SonarQube and Non-English encoding

Our firm is based in a french region of Canada, so, in comments, we use accented characters like é, à, û and such.

So, our source code is normally encoded in Windows-1252 which happens to be the default encoding for our region.

However, when I scan without specifying anything special, I got the dreaded following error:
SonarQube encoding is ‘UTF-8’, Roslyn encoding is ‘windows-1252’. File will be skipped.

But for some files only. Seems that Roslyn is encoding UTF-8 when it can…

So, I tried to use /d:sonar.sourceEncoding=windows-1252 in the parameters of the scanner

And… It was worse (as there are more files with no accents): All the files that were Windows-1252 were now imported but files that are UTF-8 were not!

SonarQube encoding is ‘windows-1252’, Roslyn encoding is ‘UTF-8’. File will be skipped.

So, I tried converting all code to UTF-8

But now, I got MSBuild that crashes with an error of invalid <?> character!
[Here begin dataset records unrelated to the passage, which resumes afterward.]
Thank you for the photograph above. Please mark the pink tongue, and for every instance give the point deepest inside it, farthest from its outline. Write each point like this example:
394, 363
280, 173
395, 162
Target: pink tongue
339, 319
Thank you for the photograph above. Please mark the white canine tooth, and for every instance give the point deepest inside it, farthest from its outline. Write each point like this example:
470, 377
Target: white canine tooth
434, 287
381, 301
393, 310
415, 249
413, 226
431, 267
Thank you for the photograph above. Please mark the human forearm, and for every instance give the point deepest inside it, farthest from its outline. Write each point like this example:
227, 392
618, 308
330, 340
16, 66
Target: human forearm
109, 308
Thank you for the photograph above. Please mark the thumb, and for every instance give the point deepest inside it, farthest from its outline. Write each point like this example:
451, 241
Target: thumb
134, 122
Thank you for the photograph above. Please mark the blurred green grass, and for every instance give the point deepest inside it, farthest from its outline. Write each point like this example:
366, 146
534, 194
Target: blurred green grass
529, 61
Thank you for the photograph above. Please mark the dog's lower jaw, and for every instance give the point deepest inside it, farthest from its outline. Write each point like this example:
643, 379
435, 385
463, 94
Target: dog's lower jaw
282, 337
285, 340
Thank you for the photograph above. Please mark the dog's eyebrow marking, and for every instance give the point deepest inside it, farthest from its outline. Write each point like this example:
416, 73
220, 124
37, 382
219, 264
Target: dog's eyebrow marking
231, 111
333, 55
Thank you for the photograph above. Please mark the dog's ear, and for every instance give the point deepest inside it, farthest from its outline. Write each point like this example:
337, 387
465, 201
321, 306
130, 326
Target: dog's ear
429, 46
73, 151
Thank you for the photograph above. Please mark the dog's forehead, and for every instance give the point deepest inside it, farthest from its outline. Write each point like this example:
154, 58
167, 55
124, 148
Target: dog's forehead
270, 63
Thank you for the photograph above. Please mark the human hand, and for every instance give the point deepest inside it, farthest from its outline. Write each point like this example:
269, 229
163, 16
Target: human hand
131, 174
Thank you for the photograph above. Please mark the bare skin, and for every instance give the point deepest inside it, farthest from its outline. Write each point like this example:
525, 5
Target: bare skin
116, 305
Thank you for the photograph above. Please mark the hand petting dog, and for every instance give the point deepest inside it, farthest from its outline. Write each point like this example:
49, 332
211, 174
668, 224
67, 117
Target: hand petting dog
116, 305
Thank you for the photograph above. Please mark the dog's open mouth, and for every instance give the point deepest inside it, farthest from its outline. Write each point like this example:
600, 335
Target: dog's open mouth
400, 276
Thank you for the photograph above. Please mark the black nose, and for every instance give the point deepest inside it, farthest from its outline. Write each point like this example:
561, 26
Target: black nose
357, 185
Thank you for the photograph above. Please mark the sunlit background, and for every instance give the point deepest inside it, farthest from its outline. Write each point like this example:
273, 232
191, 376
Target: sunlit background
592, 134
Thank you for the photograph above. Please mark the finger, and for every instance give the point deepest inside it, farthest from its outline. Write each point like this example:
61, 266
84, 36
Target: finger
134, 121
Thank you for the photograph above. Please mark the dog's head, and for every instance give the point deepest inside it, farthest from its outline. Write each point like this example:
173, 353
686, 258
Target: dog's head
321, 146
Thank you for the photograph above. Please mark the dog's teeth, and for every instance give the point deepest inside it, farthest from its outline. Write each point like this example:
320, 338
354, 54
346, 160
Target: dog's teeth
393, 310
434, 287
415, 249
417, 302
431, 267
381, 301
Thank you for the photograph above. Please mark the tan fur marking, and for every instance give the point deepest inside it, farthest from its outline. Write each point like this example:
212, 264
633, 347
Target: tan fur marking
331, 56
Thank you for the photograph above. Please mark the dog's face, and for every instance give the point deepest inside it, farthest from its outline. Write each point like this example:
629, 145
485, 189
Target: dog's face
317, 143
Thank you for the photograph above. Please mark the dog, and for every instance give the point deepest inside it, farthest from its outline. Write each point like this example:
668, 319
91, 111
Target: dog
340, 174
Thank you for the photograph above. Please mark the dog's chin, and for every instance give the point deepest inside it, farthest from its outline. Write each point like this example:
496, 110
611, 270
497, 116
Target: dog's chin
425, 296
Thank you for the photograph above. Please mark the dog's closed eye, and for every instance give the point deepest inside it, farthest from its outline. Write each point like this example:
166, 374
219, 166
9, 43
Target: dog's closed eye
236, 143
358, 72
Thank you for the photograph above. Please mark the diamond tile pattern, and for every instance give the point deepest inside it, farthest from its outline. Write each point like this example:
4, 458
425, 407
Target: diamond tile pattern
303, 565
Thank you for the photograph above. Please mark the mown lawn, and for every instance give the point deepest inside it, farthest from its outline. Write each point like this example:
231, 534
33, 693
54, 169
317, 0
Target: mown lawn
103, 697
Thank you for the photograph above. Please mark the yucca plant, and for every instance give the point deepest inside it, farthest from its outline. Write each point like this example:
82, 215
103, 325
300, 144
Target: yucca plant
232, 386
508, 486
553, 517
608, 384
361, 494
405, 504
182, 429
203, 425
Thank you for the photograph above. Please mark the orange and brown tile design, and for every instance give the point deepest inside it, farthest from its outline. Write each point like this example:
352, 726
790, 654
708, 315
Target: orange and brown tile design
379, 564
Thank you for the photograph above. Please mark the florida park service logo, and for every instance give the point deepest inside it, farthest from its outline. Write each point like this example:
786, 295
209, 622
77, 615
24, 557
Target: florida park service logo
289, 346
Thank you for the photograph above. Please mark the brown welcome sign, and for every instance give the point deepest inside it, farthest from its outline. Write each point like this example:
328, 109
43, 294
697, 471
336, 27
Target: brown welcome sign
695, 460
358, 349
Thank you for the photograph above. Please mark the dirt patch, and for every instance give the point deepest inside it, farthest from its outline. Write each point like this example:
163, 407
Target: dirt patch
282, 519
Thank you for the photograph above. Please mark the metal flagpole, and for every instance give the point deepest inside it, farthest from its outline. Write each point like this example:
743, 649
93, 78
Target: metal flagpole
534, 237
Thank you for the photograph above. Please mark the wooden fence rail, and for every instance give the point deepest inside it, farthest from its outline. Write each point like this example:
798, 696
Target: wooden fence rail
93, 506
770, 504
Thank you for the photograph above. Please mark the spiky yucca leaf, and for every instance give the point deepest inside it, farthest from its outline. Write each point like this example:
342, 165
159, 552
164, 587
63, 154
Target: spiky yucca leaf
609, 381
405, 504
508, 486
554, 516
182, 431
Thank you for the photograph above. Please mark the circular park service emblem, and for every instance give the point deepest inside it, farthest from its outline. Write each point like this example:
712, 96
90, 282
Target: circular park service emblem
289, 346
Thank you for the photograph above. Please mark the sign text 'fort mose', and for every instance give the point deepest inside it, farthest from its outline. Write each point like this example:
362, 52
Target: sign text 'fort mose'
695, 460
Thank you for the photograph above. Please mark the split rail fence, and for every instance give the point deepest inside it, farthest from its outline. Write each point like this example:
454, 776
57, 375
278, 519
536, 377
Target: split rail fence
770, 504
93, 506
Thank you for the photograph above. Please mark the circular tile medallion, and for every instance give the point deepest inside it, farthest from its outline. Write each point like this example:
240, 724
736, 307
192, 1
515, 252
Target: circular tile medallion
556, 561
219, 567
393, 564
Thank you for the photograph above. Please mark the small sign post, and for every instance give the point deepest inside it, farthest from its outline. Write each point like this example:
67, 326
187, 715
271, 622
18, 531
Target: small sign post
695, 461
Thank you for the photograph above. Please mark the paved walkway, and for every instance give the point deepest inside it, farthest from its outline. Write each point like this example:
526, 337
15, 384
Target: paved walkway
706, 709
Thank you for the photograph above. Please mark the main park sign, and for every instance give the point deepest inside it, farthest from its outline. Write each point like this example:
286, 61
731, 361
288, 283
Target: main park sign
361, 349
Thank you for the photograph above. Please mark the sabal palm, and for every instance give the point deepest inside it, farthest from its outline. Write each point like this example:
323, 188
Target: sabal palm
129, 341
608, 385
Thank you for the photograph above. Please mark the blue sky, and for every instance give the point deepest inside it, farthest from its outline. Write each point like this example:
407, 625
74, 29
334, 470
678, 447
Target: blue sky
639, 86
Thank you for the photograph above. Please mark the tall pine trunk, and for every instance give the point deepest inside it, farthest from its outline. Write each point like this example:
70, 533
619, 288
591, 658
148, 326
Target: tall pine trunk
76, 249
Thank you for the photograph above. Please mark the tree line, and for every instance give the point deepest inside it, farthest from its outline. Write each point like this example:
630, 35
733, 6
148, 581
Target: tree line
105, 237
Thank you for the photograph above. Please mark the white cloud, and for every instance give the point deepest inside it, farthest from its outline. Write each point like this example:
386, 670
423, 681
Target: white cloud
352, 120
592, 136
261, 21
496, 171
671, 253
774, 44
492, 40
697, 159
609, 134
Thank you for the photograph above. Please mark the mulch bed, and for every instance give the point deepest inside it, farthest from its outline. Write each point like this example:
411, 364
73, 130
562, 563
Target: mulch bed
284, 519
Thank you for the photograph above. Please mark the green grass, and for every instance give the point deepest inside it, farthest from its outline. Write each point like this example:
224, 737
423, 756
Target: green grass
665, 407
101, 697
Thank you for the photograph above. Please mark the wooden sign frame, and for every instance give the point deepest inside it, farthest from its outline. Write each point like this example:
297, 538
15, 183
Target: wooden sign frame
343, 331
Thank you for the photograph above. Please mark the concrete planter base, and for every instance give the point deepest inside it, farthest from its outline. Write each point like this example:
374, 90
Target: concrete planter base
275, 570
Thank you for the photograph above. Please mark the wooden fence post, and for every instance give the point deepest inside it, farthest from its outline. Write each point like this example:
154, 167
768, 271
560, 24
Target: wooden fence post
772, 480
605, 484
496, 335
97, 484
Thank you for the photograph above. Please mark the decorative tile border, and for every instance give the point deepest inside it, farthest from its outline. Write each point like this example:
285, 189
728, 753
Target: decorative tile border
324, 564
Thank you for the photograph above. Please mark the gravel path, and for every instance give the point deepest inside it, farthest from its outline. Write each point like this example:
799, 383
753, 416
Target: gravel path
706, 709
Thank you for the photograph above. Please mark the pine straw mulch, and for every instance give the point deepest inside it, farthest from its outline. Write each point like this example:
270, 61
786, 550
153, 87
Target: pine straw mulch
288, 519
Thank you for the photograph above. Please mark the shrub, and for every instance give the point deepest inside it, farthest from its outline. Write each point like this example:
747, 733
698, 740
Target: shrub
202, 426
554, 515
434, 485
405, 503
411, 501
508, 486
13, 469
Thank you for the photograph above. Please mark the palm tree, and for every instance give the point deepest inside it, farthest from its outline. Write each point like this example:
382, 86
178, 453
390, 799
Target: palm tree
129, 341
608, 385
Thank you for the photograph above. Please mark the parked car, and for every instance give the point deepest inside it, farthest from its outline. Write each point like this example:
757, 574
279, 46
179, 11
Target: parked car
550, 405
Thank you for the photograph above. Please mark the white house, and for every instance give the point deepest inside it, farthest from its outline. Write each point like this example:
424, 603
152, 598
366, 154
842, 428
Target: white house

Then I tried reverting to the original code and converting everything in Windows-1252

And I still got the following error:
SonarQube encoding is ‘windows-1252’, Roslyn encoding is ‘UTF-8’. File will be skipped.

Please help me, I’m going insane.

1 Like

hi, @Michel.Racicot

I apologize, this went under our radar as it didn’t have a “csharp” or “dotnet” label. adding it now.

did you manage to fix the problem?

Turns out that there is a semi-hidden functionality in Visual Studio Projects that can fix this:

You can specify an alternate code-page for the entire project with the CodePage tag like so:

<?xml version="1.0" encoding="utf-8"?>
<Project ToolsVersion="12.0" DefaultTargets="Build" xmlns="http://schemas.microsoft.com/developer/msbuild/2003">
  <Import Project="$(MSBuildExtensionsPath)\$(MSBuildToolsVersion)\Microsoft.Common.props" Condition="Exists('$(MSBuildExtensionsPath)\$(MSBuildToolsVersion)\Microsoft.Common.props')" />
  <PropertyGroup>
    <CodePage>1252</CodePage>
2 Likes

Thanks, @Michel.Racicot !

We’ll keep an eye on this subject, as we need to better understand encoding problems and improve our error messages.